We provide a critical review of empirical research on the deterrent effect of capital punishment that makes use of state and, in some instances, county-level, panel data.

Methods

We present the underlying behavioral model that presumably informs the specification of panel data regressions, outline the typical model specification employed, discuss current norms regarding “best-practice” in the analysis of panel data, and engage in a critical review.

Results

The connection between the theoretical reasoning underlying general deterrence and the regression models typically specified in this literature is tenuous.
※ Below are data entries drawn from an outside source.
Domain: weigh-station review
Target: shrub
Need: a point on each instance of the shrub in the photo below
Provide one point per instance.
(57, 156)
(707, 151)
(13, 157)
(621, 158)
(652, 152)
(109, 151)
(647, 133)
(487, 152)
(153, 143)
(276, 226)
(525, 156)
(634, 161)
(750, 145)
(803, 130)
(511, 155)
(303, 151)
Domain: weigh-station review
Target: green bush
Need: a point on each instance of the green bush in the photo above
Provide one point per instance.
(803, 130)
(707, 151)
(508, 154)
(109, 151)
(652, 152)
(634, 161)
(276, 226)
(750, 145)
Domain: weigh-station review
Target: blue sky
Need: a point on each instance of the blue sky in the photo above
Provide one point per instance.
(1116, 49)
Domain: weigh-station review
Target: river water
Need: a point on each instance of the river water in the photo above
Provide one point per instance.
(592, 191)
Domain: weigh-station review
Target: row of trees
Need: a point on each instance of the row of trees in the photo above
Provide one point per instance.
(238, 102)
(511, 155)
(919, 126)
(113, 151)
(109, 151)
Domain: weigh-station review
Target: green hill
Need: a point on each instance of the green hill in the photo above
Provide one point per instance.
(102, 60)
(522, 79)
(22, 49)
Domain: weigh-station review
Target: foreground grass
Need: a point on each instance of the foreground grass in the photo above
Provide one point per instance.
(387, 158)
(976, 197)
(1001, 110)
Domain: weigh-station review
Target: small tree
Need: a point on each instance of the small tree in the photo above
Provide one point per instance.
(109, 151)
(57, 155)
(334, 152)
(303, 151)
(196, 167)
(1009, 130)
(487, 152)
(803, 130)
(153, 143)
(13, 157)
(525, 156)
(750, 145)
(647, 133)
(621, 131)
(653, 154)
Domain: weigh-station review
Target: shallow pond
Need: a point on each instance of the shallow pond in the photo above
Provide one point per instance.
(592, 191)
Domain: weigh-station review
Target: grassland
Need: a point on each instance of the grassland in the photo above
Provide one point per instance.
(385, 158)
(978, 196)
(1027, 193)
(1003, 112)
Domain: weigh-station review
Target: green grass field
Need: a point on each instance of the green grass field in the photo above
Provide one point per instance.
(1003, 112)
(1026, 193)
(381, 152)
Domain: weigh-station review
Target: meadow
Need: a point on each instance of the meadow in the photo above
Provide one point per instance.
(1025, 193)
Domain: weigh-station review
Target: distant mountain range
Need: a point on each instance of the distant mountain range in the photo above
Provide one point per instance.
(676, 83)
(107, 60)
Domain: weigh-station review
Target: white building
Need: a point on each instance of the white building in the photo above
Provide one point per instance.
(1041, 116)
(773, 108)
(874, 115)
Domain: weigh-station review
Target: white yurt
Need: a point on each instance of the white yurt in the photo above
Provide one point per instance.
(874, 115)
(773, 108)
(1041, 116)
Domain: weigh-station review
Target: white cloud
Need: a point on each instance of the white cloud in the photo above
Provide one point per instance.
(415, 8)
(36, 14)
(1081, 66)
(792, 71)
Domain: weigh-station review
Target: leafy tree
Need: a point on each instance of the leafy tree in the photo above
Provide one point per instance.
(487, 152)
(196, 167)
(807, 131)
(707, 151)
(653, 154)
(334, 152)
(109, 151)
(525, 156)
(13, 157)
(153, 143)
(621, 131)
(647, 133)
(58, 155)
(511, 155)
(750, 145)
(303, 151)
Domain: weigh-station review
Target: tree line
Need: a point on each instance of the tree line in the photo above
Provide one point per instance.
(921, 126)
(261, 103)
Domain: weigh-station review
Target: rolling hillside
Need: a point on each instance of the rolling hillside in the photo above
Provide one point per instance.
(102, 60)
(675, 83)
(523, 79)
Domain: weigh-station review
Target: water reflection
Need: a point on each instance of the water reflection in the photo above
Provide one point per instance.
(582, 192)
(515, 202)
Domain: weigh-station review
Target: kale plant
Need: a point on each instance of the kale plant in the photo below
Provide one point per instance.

Many of the papers purporting to find strong effects of the death penalty on state-level murder rates suffer from basic methodological problems: weak instruments, questionable exclusion restrictions, failure to control for obvious factors, and incorrect calculation of standard errors which in turn has led to faulty statistical inference. The lack of variation in the key underlying explanatory variables and the heavy influence exerted by a few observations in state panel data regressions is a fundamental problem for all panel data studies of this question, leading to overwhelming model uncertainty.

Conclusions

We find the recent panel literature on whether there is a deterrent effect of the death penalty to be inconclusive as a whole, and in many cases uninformative. Moreover, we do not see additional methodological tools that are likely to overcome the multiple challenges that face researchers in this domain, including the weak informativeness of the data, a lack of theory on the mechanisms involved, and the likely presence of unobserved confounders.